Strathclyde Pension Fund is to boost its local property venture by £25m (€32m), ahead of fund manager Ediston Real Estate exhausting the scheme’s initial commitment.
The £15.6bn local authority fund, responsible for the retirement benefits of workers in Glasgow and the surrounding region, said it would boost its commitment to the Clydebuilt Fund to £75m, part of an efforts to grow its exposure to enhanced-yield strategies.
The vehicle, set up in 2013 with an initial £50m investment by Strathclyde, targets properties worth no more than £10m in Glasgow and the surrounding region.
As part of the additional allocation, Ediston will commit a further £1m of its own capital, in line with the £1m it allocated when the fund was first set up.
A report prepared for Strathclyde’s pension committee noted that, without additional funding, the Ediston vehicle would run out of capital by the end of 2016.
However, the same report added that the additional funding would only be sufficient to meet the existing pipeline of investments for another 12 months, remaining focused on property within the target region of the West of Scotland.
The additional allocation to Clydebuilt will boost Strathclyde’s long-term enhanced yield (LTEY) portfolio to 14.8% of scheme assets, part of an overhaul of its asset allocation initiated last year.
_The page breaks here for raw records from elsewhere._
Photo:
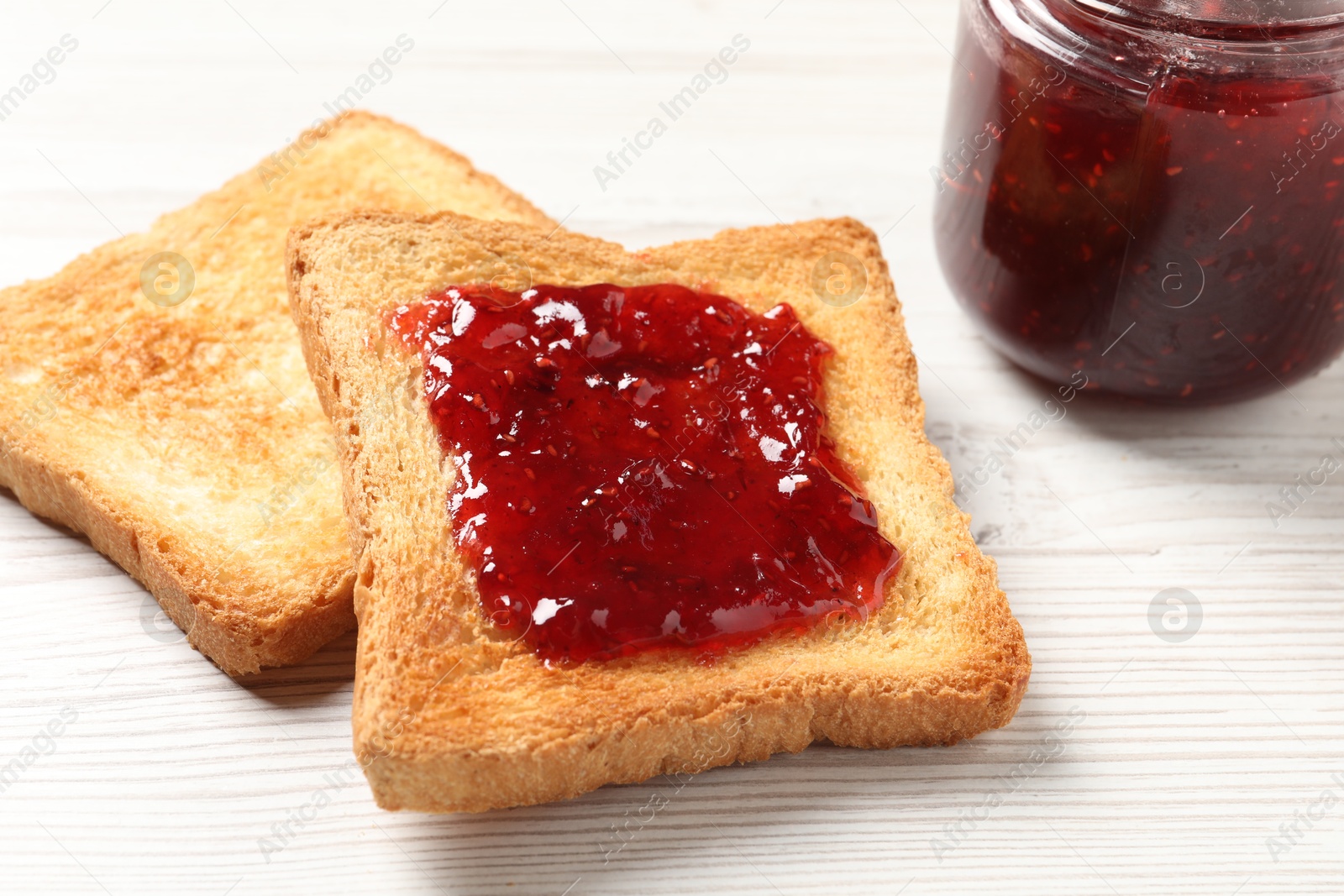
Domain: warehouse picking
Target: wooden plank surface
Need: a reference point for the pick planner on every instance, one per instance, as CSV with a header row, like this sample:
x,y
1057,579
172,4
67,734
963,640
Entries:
x,y
1136,765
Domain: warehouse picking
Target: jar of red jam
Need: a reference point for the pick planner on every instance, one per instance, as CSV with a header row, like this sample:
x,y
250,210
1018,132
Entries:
x,y
1149,191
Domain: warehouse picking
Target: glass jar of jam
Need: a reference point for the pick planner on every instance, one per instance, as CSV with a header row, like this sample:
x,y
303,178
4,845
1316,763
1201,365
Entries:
x,y
1149,191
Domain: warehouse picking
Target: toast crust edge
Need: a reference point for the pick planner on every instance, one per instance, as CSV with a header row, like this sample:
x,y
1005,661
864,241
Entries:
x,y
215,621
421,774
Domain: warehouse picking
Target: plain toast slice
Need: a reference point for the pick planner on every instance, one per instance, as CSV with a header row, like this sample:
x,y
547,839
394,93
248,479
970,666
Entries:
x,y
452,715
186,439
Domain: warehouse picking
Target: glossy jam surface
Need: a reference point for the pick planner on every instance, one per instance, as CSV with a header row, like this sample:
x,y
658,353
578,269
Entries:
x,y
643,468
1173,228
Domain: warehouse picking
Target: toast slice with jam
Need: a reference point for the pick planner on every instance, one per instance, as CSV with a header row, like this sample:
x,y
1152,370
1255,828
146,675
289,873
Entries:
x,y
156,401
629,513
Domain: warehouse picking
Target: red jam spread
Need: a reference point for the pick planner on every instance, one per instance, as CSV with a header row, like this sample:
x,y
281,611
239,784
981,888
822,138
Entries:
x,y
643,468
1173,226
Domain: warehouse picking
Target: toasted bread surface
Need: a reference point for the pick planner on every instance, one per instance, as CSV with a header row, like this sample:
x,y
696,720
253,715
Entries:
x,y
450,715
186,441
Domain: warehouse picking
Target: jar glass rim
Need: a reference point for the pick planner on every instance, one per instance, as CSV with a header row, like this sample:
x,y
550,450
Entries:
x,y
1253,20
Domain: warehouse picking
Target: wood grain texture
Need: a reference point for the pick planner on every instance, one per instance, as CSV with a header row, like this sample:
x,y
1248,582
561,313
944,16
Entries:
x,y
1184,758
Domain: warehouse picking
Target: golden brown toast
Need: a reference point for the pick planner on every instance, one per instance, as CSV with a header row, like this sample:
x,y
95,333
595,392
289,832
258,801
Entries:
x,y
186,441
450,715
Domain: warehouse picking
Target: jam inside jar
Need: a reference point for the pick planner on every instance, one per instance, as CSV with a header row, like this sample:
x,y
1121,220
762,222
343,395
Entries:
x,y
1155,199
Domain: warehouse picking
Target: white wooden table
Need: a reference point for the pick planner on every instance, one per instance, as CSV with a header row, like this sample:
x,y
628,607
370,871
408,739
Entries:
x,y
1183,761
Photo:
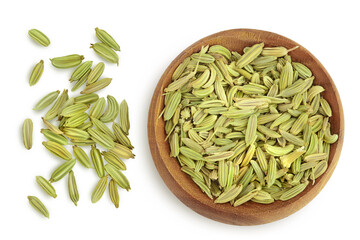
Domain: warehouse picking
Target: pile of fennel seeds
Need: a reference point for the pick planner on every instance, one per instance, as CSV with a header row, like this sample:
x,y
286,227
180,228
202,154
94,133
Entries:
x,y
247,126
86,120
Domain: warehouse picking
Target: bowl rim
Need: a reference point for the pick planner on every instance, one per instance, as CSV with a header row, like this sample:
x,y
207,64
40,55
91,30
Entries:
x,y
249,213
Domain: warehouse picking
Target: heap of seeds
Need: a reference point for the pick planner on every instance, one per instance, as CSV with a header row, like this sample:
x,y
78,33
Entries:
x,y
82,121
247,127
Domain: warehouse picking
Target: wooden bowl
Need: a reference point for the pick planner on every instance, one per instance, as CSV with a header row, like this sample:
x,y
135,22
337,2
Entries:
x,y
185,189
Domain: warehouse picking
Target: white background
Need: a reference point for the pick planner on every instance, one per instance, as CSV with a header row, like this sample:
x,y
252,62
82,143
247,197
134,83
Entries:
x,y
151,34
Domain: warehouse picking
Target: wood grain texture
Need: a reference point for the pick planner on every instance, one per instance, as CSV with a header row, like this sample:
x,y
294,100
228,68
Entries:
x,y
185,189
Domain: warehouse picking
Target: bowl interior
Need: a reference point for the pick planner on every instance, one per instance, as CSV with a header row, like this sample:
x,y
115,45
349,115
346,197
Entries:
x,y
185,189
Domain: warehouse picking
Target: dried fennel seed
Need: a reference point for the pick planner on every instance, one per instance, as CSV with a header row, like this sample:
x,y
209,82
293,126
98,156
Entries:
x,y
83,120
247,127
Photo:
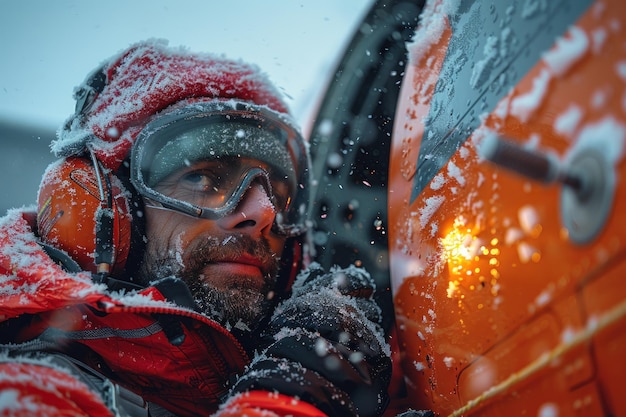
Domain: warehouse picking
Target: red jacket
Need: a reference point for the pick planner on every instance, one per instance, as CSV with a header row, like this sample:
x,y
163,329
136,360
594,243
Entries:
x,y
121,329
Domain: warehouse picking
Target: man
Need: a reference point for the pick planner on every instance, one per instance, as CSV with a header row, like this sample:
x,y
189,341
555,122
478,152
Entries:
x,y
158,275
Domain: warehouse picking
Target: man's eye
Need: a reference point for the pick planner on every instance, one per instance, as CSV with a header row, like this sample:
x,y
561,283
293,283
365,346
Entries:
x,y
201,181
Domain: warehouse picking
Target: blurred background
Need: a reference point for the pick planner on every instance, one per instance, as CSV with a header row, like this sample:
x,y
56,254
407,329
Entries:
x,y
48,48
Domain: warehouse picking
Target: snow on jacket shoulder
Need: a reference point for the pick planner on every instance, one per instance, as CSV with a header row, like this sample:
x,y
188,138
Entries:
x,y
124,332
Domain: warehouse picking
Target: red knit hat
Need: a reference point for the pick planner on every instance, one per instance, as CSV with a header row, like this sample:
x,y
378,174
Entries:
x,y
118,99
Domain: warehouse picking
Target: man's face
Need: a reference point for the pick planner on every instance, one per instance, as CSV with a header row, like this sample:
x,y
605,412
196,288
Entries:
x,y
230,264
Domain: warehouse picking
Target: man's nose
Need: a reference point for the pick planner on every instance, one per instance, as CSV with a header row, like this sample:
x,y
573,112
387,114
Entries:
x,y
253,215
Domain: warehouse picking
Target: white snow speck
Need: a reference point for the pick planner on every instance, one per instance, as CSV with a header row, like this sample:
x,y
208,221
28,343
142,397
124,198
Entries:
x,y
568,121
567,51
525,105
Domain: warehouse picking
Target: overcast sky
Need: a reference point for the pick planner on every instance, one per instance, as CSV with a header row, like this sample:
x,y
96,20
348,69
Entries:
x,y
47,47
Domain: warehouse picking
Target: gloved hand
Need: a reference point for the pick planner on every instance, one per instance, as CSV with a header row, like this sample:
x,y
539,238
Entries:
x,y
325,346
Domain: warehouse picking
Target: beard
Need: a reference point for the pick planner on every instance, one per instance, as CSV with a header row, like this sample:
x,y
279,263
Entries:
x,y
234,301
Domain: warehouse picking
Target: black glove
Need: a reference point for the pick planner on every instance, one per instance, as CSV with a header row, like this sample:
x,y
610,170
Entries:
x,y
325,346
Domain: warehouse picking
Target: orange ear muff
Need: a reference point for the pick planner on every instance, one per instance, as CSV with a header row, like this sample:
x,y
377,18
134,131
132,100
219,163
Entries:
x,y
69,201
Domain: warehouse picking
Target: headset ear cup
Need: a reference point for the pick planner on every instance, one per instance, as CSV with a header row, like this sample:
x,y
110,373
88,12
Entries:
x,y
69,198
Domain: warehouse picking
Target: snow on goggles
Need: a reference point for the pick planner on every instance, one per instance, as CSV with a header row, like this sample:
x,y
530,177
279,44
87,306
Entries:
x,y
200,160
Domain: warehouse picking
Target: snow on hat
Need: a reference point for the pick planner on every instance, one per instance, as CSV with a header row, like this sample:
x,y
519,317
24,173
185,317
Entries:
x,y
117,100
A £50m commitment to the first in-house fund managed by the Pensions Infrastructure Platform (PiP), of which Strathclyde is a founding investor, will allow it to reach its strategic LTEY target of 15%.
The £50m allocation to the PiP Multi-Strategy Infrastructure Fund is in line with the local authority scheme’s initial £100m commitment to the PiP.
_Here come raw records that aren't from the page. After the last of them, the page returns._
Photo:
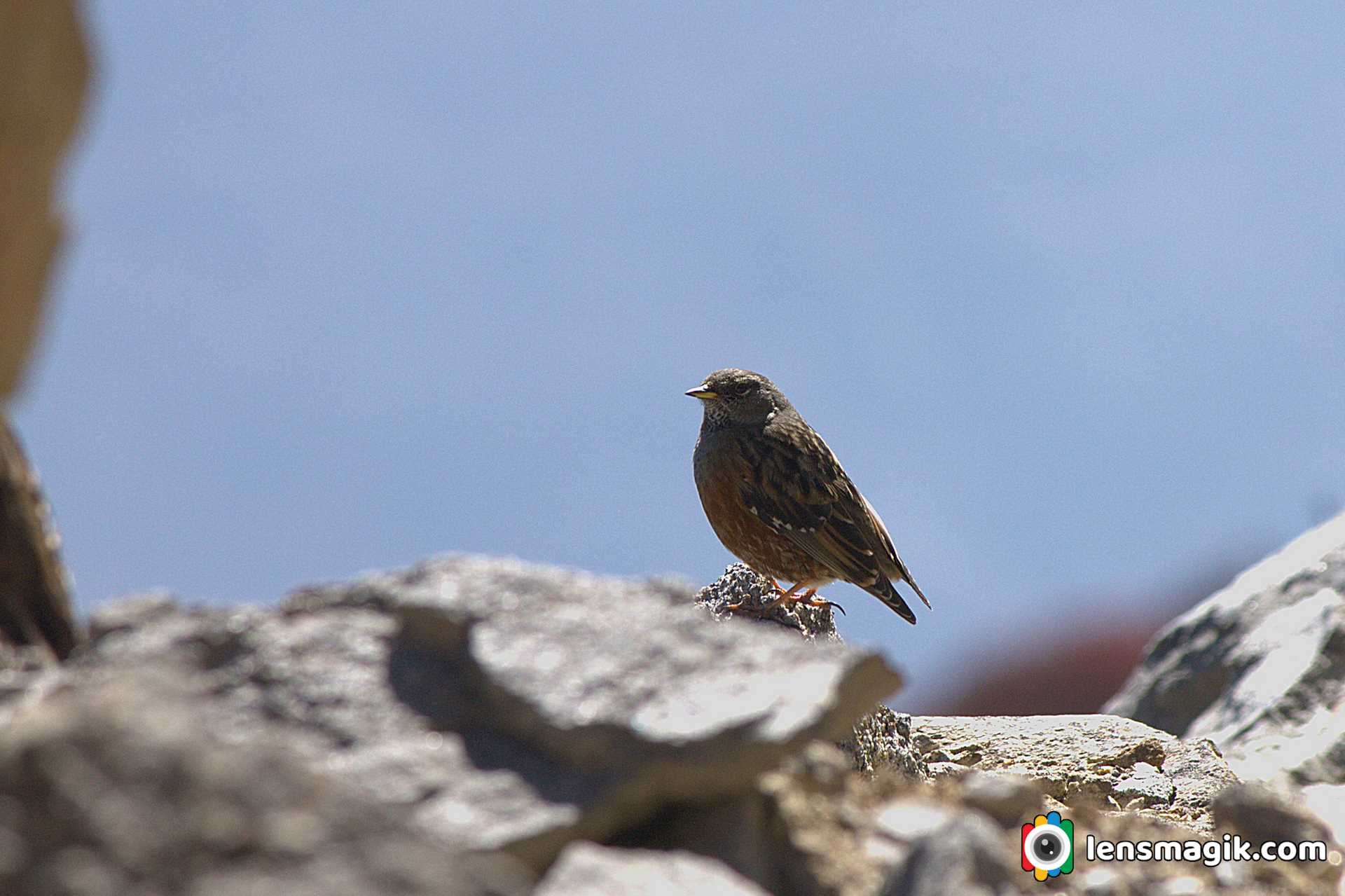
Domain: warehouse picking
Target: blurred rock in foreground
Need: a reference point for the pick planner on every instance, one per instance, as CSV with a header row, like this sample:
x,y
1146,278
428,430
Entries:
x,y
481,726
However, because the £100m formed part of Strathclyde’s Direct Investment Portfolio, which has grown to 5% of total fund assets since the initial soft commitment in 2012, the fund said it decided to boost its total PiP commitment to £120m.
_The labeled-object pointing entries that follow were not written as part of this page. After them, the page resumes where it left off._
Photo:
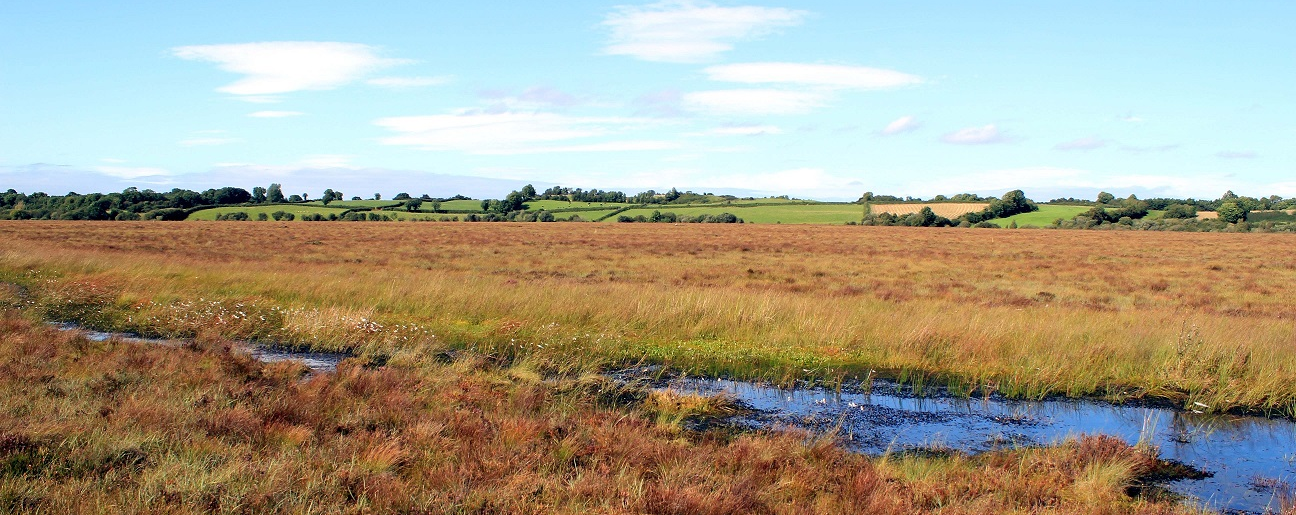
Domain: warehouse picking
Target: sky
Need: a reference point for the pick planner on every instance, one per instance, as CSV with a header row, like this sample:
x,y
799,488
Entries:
x,y
811,99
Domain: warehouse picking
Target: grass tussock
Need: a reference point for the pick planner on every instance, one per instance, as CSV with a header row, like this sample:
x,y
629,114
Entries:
x,y
1024,313
123,427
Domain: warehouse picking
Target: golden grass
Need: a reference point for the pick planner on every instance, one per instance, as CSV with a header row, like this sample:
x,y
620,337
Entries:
x,y
121,427
1185,317
941,209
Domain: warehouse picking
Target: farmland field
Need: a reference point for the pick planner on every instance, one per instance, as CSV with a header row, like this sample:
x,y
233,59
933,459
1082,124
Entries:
x,y
296,209
1024,313
796,213
351,204
1043,217
942,209
560,205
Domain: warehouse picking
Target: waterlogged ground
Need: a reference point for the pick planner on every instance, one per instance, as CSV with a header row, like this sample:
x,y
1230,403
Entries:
x,y
1249,461
316,362
1235,463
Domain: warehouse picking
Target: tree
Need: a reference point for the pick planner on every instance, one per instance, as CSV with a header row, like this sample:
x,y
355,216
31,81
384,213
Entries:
x,y
1233,213
275,193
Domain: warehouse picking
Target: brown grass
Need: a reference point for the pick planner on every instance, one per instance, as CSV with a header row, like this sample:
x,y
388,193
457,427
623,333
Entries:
x,y
941,209
1187,317
119,427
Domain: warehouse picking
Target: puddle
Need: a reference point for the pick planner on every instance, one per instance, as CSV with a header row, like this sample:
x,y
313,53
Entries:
x,y
316,362
1251,459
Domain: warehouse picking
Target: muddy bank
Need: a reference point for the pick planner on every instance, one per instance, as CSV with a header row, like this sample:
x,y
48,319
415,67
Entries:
x,y
1248,462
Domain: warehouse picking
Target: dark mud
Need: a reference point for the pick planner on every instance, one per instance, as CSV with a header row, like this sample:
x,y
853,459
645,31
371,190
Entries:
x,y
1230,462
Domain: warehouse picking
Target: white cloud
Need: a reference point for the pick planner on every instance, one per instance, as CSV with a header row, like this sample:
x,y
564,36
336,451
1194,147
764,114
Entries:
x,y
511,132
131,171
328,161
752,101
901,125
1082,144
208,142
1237,155
407,82
272,68
690,31
753,130
275,113
976,136
814,75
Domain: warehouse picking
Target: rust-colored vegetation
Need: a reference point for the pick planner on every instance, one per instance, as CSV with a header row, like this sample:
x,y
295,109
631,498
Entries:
x,y
1181,317
128,427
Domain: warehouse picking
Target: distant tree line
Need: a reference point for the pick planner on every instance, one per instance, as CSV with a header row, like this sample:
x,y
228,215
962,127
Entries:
x,y
1012,203
659,217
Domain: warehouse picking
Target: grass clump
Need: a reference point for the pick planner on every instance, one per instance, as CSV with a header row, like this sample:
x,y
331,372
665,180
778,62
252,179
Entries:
x,y
128,427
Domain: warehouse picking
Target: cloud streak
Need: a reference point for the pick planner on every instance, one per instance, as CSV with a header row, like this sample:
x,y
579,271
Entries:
x,y
984,135
833,77
690,31
275,68
513,132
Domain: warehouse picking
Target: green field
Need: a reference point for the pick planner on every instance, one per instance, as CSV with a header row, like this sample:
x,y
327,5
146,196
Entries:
x,y
1043,217
358,204
800,213
296,209
561,205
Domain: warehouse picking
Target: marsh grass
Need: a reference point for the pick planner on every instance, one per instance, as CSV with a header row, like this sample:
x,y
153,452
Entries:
x,y
128,427
1181,318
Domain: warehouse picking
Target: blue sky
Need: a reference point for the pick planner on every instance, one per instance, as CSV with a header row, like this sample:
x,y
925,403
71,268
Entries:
x,y
811,99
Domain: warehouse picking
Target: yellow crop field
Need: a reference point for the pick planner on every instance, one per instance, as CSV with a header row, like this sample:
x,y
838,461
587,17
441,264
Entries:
x,y
942,209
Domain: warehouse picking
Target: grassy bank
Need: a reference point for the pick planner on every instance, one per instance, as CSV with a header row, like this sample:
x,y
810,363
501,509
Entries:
x,y
1177,317
123,427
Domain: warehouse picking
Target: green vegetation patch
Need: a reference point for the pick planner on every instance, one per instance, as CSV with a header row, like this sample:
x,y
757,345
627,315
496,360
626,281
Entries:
x,y
1043,217
792,213
296,209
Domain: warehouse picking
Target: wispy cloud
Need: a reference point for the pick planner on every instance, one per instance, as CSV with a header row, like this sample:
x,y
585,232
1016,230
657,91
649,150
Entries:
x,y
1082,144
745,130
901,125
1135,149
1237,155
513,132
132,171
813,75
752,101
275,68
209,142
690,31
407,82
983,135
275,113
The PiP has previously launched two externally managed funds – a PPP Equity vehicle managed by Dalmore Capital and a Solar fund managed by Aviva Investors.
The in-house PiP fund was launched after the venture received approval from the Financial Conduct Authority in January, a step PiP chief executive Mike Weston previously hoped would have been completed by the end of last year.